Don't rub SALT cap expansion in US tax system's wounds, urges CRFB

Don't rub SALT cap expansion in US tax system's wounds, urges CRFB
Analysis warns proposed $20,000 deduction for married couples would only add to projected $3.9 trillion revenue loss, among other consequences.
JAN 10, 2025

While extending the SALT deduction to include married couples would be a win for some taxpayers in high-income states, such a move would also come with severe economic consequences.

According to the Committee for a Responsible Federal Budget, increasing the state and local deduction cap for married couples from $10,000 to $20,000 – which is being floated as policymakers weigh options to extend expiring provisions of the 2017 Tax Cuts and Jobs Act – would be costly for the US economy and tax system.

"Extending the expiring individual and estate tax provisions under the TCJA would reduce revenue by $3.9 trillion over the next decade," the CRFB warned in a note Thursday. "[L]awmakers will need to include significant adjustments and/or offsets to prevent tax extensions from worsening an already unsustainable debt trajectory."

The committee said doubling the SALT cap for joint filers would put the US even deeper in the hole, increasing the revenue loss by $170 bllion to reach $4.1 trillion in the next 10 years. While restricting the cap increase to include only those earning less than $500,000, that would still mean an additional $110 billion in lost tax revenue.

"Some reports have even suggested policymakers are considering increasing the SALT cap to $100,000 for single filers and $200,000 for joint filers, which would reduce revenue by an additional $920 billion," it said, alluding to how a looser SALT cap could impact US debt.

While supporters of SALT cap expansion paint it as a form of middle-class tax relief, the CFRB said a looser SALT cap would almost exclusively benefit the highest-income households, particularly in high-tax states like New York, New Jersey, Connecticut, and California.

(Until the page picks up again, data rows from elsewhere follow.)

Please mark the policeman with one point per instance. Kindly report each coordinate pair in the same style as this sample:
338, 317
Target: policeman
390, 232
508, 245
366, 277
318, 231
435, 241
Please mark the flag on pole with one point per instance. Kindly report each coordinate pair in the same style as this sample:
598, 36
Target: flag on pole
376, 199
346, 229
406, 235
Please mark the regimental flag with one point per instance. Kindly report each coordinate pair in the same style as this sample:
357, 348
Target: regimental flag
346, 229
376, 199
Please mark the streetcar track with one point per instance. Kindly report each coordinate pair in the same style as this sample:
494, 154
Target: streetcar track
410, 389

Legislators representing three of those named states were reportedly invited to meet President-elect Donald Trump at his Mar-a-Lago estate Saturday to discuss the possibility of expanding the SALT cap.

Citing figures from the Tax Policy Center, the note said that if the SALT cap deduction for married couples were doubled to $20,000, just 0.4% of the benefit would go to households making less than $100,000 annually. Meanwhile, almost 94 percent of the benefit would go to households that make more than $200,000 per year.

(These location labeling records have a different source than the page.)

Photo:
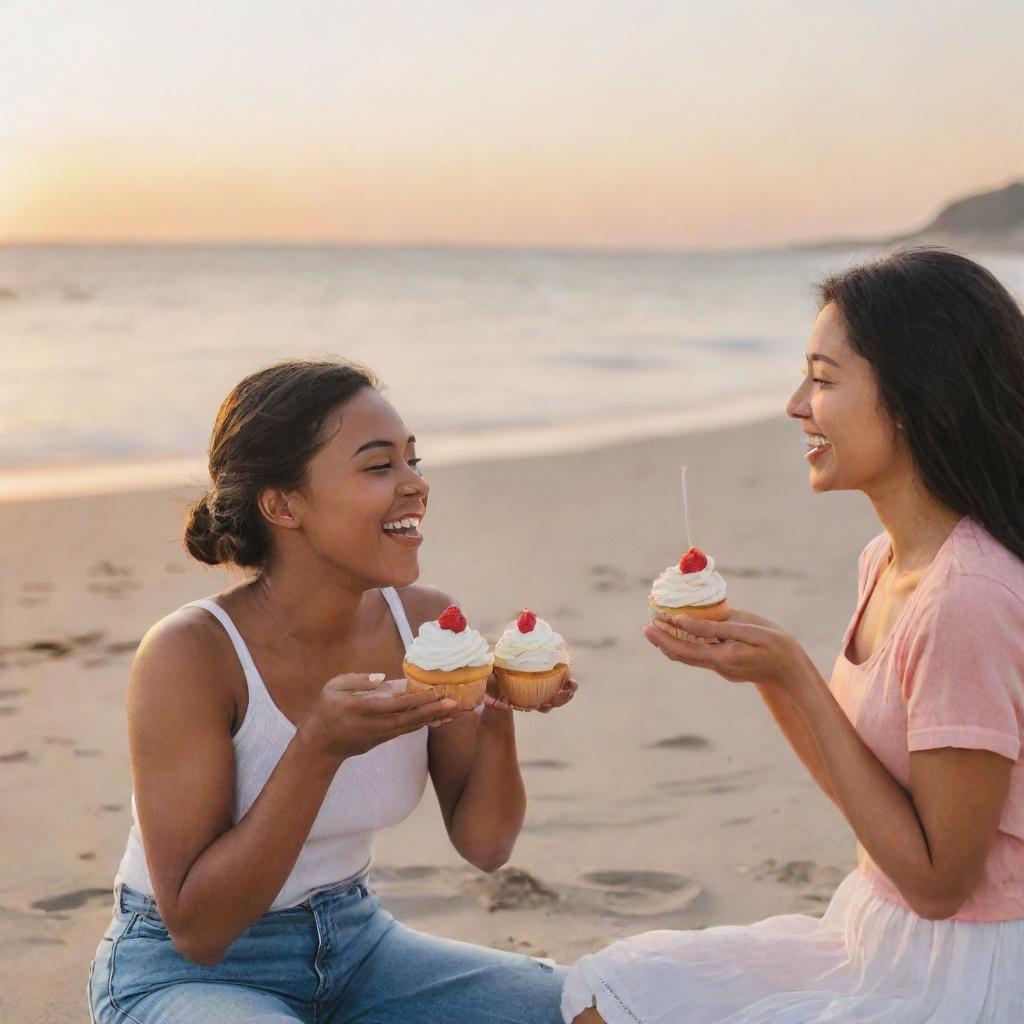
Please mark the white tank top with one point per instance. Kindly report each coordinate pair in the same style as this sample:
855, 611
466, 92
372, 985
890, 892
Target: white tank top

Another concern for the CFRB is the potential impact on tax complexity, which the TCJA effectively lessened when it was passed in 2017. By capping SALT deductions and increasing the standard deduction, the act reduced the number of households itemizing deductions from nearly 50 million to 15 million. Expanding the SALT cap could reverse that progress, the committee argued, prompting more taxpayers to itemize and raising the cost of tax compliance.

“Given the $3.9 trillion deficit impact of a straight extension of the TCJA, policymakers should prioritize reducing revenue losses rather than exacerbating them,” the CFRB said.